Guard maintains an IP reputation database, updated hourly from threat intelligence feeds and internal abuse signals. Each IP is scored 0-100 (0 = known malicious, 100 = known good).

ScoreAction
0-20Block immediately, log to O11y
21-50Challenge (require valid API key + CAPTCHA)
51-80Allow, elevated monitoring
81-100Allow, normal monitoring

Geo-blocking rules restrict traffic by country code. Operators configure allowed/blocked regions per application. Default: allow all.

Stage 2: Authentication Enrichment

Guard does not perform authentication (that is the API Gateway's responsibility). It reads the headers injected by the Gateway (X-User-ID, X-Org-ID, X-IAM-Key, X-Scopes) and uses them for per-identity policy enforcement.

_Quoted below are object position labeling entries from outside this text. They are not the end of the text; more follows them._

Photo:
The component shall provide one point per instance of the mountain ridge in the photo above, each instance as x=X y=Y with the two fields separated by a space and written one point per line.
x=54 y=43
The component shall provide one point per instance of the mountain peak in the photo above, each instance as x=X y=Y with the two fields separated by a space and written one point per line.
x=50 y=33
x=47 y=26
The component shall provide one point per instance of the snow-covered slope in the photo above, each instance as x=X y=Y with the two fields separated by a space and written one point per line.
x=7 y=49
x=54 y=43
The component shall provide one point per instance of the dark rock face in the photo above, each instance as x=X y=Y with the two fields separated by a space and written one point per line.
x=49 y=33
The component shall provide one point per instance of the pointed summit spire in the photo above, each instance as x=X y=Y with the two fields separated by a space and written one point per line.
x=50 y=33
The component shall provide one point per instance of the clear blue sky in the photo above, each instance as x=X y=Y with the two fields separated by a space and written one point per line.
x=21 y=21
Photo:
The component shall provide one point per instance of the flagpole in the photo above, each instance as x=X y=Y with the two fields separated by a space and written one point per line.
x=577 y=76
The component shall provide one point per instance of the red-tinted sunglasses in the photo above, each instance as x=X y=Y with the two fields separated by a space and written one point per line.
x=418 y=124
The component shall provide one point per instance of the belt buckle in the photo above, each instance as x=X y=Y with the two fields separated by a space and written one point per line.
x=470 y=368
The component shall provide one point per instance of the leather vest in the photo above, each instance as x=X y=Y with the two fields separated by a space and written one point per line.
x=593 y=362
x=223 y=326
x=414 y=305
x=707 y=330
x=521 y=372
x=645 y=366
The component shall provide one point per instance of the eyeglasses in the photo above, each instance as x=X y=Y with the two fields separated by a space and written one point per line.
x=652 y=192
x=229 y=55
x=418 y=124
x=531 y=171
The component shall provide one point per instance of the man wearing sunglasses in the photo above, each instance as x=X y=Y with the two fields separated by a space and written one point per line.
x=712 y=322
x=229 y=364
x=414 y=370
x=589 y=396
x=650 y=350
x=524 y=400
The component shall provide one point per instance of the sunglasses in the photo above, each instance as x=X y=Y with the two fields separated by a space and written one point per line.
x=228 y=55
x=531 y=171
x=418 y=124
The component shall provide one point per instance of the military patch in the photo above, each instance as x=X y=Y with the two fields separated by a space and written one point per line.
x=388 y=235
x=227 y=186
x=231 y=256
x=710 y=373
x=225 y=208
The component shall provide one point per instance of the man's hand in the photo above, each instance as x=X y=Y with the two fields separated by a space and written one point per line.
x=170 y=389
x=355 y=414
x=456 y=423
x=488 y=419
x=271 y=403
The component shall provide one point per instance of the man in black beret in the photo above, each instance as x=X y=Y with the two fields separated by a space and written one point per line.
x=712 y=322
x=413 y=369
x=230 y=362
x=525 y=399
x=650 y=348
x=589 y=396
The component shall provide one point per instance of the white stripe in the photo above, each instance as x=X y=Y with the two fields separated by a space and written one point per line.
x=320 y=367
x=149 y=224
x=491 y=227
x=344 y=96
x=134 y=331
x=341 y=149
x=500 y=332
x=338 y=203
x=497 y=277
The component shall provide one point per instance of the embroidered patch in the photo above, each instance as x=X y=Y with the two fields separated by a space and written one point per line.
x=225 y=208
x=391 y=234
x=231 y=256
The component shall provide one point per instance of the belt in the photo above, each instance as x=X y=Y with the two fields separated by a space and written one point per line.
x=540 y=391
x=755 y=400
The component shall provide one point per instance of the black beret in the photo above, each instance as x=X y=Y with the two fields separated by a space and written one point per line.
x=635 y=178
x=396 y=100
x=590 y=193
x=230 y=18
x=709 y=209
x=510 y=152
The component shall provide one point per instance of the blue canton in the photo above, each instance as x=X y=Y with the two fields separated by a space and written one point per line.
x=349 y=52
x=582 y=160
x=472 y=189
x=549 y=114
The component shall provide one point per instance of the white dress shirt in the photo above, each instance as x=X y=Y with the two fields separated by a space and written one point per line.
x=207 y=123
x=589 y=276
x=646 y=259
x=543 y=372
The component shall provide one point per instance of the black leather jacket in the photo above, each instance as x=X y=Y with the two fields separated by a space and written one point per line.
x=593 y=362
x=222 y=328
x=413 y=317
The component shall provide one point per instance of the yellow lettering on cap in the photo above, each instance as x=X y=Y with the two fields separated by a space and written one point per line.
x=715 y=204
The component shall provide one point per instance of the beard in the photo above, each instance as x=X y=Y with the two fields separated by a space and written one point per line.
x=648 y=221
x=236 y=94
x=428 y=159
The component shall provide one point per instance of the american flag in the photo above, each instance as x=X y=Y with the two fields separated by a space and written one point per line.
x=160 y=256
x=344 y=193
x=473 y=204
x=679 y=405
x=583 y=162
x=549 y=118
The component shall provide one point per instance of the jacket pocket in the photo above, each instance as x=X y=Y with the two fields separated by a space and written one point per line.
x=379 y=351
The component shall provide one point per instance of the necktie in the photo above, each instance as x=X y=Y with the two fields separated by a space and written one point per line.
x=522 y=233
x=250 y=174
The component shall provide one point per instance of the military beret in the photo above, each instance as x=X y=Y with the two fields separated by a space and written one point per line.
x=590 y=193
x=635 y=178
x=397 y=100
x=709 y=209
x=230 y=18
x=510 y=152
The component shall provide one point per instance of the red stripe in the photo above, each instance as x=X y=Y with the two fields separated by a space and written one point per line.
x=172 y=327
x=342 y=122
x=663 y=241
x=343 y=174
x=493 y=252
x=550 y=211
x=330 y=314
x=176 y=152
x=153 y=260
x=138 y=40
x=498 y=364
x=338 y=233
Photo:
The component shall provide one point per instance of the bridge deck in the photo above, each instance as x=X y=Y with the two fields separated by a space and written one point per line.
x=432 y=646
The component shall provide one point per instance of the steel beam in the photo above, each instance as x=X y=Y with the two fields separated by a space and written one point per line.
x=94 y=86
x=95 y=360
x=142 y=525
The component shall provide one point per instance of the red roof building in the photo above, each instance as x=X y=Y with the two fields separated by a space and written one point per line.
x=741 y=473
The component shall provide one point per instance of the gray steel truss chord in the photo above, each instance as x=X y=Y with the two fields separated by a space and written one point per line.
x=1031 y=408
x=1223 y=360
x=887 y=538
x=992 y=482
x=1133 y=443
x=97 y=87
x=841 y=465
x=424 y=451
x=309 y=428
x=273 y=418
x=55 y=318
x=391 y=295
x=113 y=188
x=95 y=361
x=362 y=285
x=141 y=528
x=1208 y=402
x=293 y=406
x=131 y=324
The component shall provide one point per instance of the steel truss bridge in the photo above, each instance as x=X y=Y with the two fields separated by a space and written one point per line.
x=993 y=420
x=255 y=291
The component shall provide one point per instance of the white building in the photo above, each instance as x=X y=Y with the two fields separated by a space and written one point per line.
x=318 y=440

If these headers are missing, Guard rejects the request -- it refuses to operate on unauthenticated traffic.

Stage 3: Rate Limiting and Token Budget

Guard enforces three dimensions of rate limiting that the API Gateway cannot:

DimensionScopeExample
Requests per minutePer key, per modelsk-hanzo-abc may call zen-72b 60 times/min
Tokens per minutePer key, per modelsk-hanzo-abc may consume 100K tokens/min on zen-72b
Dollar budget per dayPer key, per orgsk-hanzo-abc may spend $50/day across all models

Token counting is performed on the request body (input tokens via tokenizer estimation) and on the response (output tokens counted as they stream). Budget accounting is stored in Valkey (HIP-28) with atomic increment operations.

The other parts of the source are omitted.